Structured_with_text.py

from fastai.text import *
from fastai.structured import proc_df
import pandas as pd
import numpy as np

class MixedInputModelWithText(nn.Module):
    def __init__(self, emb_szs, n_cont, emb_drop, out_sz, szs, drops,
                 y_range=None, use_bn=False, is_reg=True, is_multi=False, n_text=0):
        super().__init__()
        for i, (c, s) in enumerate(emb_szs): assert c > 1, f"cardinality must be >=2, got emb_szs[{i}]: ({c},{s})"

This file has been truncated. show original

my_dataset.py

class MyDataset(Dataset):
    def __init__(self, cats, conts, texts, y, is_reg, is_multi, reverse_text=False):
        n = len(cats[0]) if cats else len(conts[0])
        self.cats  = np.stack(cats,  1).astype(np.int64) if cats  else np.zeros((n,1))
        self.conts = np.stack(conts, 1).astype(np.float32) if conts else np.zeros((n,1))
        self.texts = np.zeros((n,1)) if texts is None else np.array(texts)
        self.y     = np.zeros((n,1)) if y is None else np.array(y).reshape(-1, 1).astype(np.float32)
        if is_reg:
            self.y =  self.y[:,None]
        self.is_reg = is_reg

This file has been truncated. show original

my_learner.py

class MyModel(BasicModel):
    def get_layer_groups(self):
        m=self.model
        return [m.rnn_enc, m.structured_model]
    
class MyLearner(Learner):
    def __init__(self, data, models, **kwargs):
        super().__init__(data, models, **kwargs)

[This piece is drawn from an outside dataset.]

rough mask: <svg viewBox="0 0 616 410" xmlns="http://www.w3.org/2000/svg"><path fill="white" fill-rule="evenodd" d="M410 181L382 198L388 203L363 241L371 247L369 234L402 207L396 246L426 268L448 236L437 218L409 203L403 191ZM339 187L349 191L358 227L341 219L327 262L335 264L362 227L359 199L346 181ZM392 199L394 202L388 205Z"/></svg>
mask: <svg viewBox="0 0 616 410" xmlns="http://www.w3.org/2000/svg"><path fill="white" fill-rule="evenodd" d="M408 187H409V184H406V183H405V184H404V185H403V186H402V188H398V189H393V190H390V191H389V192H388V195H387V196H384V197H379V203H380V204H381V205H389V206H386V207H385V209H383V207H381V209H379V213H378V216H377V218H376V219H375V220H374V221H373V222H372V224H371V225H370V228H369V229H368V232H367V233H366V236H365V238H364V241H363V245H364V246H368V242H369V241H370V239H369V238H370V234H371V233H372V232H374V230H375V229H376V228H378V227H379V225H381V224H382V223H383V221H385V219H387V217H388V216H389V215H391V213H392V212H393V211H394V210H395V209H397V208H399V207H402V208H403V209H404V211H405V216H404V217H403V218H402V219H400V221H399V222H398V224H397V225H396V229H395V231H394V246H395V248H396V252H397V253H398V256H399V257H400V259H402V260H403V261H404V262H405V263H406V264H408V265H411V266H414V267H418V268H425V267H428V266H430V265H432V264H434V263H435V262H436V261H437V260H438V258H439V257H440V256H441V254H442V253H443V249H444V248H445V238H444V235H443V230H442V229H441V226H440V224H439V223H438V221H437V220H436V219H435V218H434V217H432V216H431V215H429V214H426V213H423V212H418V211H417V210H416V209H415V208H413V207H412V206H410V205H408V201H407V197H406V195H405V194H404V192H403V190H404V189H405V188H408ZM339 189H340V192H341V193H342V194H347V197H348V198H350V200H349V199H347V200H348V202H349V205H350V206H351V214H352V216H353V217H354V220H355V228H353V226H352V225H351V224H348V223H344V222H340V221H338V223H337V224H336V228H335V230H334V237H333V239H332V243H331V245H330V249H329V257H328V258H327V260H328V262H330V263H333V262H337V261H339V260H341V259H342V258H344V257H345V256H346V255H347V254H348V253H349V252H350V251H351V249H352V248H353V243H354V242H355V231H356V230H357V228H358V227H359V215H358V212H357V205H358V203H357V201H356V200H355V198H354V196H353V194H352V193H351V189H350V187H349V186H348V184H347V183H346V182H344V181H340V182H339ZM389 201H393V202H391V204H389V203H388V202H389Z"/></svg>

    def _get_crit(self, data):

This file has been truncated. show original

You can also load Wikipedia LM weights, or any other LM, to improve your initial RNN weights by:
load_model(learner.model.rnn_enc, '<your_LM>')

I’d love to get your feedback!
Hope it helps anyone

knesgood · September 21, 2018, 2:05pm

This looks very cool - I’ll be sure to check it out!

britton · December 14, 2018, 5:59am

This is exactly what I’m trying to do as well! Trying to run it with my dataset now, and working through a few hiccups. I may post some questions for you here

britton · January 5, 2019, 3:12am

Hey there, I’m currently working out the ‘build learner’ part of your code that calls RNN_Structured_regressor.

I’m defining things like batch size, emb size, etc. but I’m confused about that text_ntoken argument.

Is it the total number of tokens in the text columns of my dataset? Or is it per text column, or something? Do you know of a way to find that number? What does it do down the line in the code? I don’t see that argument actually used anywhere further down in the custom MultiBatchRNN that is called.

Thanks!

ranih · January 5, 2019, 6:25am

Oh, I forgot to add some of the hyper-parameters to that code (I added them below). text_ntoken is the size of your dictionary, probably somewhere between 10k to 50k.

text_emb_sz = 400
text_n_hid = 1150 # size of hidden layer
text_n_layers = 3
text_pad_token = 1 # position of padding token
struct_layers_szs=[1000, 500]

wd=1e-7
text_bptt=16
text_max_seq=text_bptt*10
text_ntoken = len(itos)
bs=30

britton · January 5, 2019, 6:42am

thanks! I’ll give it a try with those updates.